На Диком Западе. Том 3 | страница 84
— А переселенцы! — воскликнул с отчаянием Роланд. — Не оставят же они меня в беде…
— И на них нельзя рассчитывать, — возразил Натан. — Услышав о набеге индейцев, они, как я узнал, решили продолжать путешествие, не дожидаясь тебя у брода. Итак, никто, кроме меня, не готов прийти тебе на помощь.
Роланд в отчаянии опустил руки и проговорил печально:
— Лучше бы было, если бы мы оба погибли: тогда мне не пришлось так мучительно беспокоиться за нее. Правда, мне бы легче узнать, что она умерла, чем узнать, что она останется навсегда в плену у краснокожих!
— Друг! — сказал Натан, который с нескрываемым раздражением слушал Роланда. — Как же ты малодушен, если уже начинаешь отчаиваться и так мало уповать на помощь Всевышнего. Ты желаешь смерти той, которая еще может стать тебе утешением в жизни? Друг, ты даже не представляешь себе, что значит потерять самое любимое и дорогое на свете существо!.. Посмотри, — продолжал он и ласково потрепал Роланда по плечу, чтобы приободрить его, — ты видишь перед собой человека, который прежде был молод и счастлив, как ты, даже, может быть, еще счастливее тебя… Да, друг, уверяю тебя, десять лет тому назад я был другим человеком, и куда счастливее!.. Была у меня счастливая семья, а теперь никого из них не осталось. И живу я один-одинешенек, тоскующий старый человек, один, как перст. И не найти мне такого места, где бы хоть одно живое существо вспомнило обо мне с любовью… Тогда я жил на границе Бетфорда, далеко отсюда в горах Пенсильвании. Там стоял дом, который я сам себе выстроил. В нем было все, что я любил и что мне было дорого. В нем жила моя старая мать, моя добрая жена, детки. Их было пятеро, сыновья и дочери, все здоровые и цветущие, маленькие, невинные создания, которые никому не сделали зла, и которых я очень, очень любил.

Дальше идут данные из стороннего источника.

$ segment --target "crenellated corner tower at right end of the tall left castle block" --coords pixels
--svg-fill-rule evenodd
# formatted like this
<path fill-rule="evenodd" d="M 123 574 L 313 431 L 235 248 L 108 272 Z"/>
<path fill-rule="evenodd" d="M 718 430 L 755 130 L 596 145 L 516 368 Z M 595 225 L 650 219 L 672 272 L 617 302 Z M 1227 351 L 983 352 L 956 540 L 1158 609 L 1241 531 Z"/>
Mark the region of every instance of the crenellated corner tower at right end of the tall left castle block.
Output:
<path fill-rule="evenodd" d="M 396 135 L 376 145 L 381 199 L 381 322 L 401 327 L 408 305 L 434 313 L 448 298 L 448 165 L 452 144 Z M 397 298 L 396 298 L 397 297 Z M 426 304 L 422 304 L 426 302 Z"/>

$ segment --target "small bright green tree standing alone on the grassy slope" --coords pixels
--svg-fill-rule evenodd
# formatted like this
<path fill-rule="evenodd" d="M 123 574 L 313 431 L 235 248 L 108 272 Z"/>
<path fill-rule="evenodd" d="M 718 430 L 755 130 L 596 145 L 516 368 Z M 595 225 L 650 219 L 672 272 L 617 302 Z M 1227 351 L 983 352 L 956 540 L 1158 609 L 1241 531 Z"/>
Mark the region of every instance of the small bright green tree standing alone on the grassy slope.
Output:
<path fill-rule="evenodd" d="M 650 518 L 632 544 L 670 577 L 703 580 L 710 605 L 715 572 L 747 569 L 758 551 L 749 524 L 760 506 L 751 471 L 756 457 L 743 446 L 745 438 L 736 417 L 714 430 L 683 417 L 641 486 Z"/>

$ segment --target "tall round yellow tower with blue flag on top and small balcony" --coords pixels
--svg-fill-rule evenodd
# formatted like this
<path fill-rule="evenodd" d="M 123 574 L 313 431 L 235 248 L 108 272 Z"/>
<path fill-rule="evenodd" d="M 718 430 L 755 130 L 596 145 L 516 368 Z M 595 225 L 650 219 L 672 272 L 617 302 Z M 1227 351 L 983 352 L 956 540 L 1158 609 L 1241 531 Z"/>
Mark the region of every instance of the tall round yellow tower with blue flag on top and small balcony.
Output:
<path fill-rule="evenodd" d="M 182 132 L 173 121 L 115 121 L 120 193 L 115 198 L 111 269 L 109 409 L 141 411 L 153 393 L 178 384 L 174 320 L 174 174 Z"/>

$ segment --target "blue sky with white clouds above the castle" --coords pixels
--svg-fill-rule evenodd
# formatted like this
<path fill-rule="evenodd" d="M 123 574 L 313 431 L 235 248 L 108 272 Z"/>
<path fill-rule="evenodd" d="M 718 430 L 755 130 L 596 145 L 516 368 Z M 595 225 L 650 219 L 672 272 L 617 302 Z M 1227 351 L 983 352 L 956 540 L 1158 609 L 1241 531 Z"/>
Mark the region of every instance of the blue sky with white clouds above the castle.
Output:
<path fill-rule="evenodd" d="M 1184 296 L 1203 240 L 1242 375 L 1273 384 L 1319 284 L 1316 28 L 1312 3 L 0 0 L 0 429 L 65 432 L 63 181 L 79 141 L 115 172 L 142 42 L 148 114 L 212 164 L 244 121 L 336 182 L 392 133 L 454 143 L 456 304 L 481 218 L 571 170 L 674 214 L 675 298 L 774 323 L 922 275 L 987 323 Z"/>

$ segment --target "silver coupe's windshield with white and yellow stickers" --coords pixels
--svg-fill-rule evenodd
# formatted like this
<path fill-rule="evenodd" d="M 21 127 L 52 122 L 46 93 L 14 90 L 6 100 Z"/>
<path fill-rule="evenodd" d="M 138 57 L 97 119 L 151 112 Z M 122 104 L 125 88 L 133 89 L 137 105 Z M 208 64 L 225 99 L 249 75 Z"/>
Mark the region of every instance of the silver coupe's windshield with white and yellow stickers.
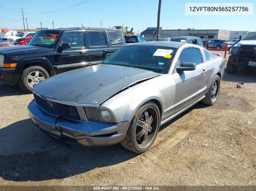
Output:
<path fill-rule="evenodd" d="M 162 46 L 124 46 L 106 58 L 102 64 L 128 66 L 167 74 L 176 50 Z"/>

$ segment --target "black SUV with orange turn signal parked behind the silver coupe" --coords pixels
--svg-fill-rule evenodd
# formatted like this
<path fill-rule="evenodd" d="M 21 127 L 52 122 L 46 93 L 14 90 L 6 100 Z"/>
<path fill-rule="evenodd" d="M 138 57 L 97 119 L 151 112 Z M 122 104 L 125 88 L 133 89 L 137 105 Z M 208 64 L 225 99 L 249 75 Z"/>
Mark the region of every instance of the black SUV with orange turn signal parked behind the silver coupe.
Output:
<path fill-rule="evenodd" d="M 40 30 L 27 46 L 0 48 L 0 81 L 33 86 L 53 75 L 99 64 L 125 46 L 119 29 L 58 28 Z"/>

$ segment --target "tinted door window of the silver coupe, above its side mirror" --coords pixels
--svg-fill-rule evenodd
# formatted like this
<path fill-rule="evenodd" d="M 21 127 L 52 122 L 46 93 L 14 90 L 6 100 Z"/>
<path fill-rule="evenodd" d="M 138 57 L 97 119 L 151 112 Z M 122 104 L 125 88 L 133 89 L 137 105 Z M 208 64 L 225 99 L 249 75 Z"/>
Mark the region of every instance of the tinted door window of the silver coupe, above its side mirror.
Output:
<path fill-rule="evenodd" d="M 195 64 L 200 64 L 202 63 L 201 52 L 197 48 L 186 48 L 182 50 L 179 61 L 180 64 L 182 62 L 192 62 Z"/>

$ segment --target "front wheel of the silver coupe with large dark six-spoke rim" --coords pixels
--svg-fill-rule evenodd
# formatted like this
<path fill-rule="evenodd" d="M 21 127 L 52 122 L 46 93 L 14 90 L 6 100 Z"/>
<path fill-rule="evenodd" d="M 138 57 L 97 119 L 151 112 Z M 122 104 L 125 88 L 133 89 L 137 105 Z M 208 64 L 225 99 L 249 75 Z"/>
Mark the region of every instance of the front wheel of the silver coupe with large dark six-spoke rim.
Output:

— Но вот, — продолжал Натан, после краткой, но тяжелой паузы, — окружили нас индейцы, так как я безбоязненно поселился на их границе: ведь моя вера делала меня мирным человеком, который сам друг всем людям и считает всех своими друзьями. Но дикие пришли, обагренные кровью моих соседей, которых они умертвили, — пришли и подняли руки на моих невинных детей. Ты спросил меня однажды, что бы я стал делать в этом случае, если бы имел оружие? Нет, друг, было у меня тогда оружие, но я доверчиво передал свое ружье и свой нож вождю, чтобы он знал, что я не смею и не хочу биться с ним. Друг, если ты хочешь знать о моих детях, я все скажу тебе. Моим собственным ножом вождь заколол моего сына. Из моего ружья он застрелил мать моих детей! Верь, что дожив до седых волос, ты все же не увидишь того, что увидел я в тот роковой день. Только тогда, когда у тебя самого будут дети и если они будут умерщвлены индейцами у тебя на глазах; когда жена твоя будет в страхе смерти обнимать твои колени, в то время как из ее простреленной груди будет струиться кровь; когда старуха-мать в последнюю минуту напрасно станет молить тебя о помощи, — тогда только получишь ты право пасть духом, потерять жажду жизни, и считать себя несчастным. Да, только тогда ты можешь сознавать и называть себя несчастным; потому что только тогда ты, действительно, станешь несчастен. Здесь вот был мой маленький сын — видишь ты? Здесь были обе его сестры — понимаешь ты это? Здесь схватился я за оружие, чтобы им помочь, — но схватился слишком поздно! Убиты, друг, все, все убиты… безжалостно заколоты у меня на глазах!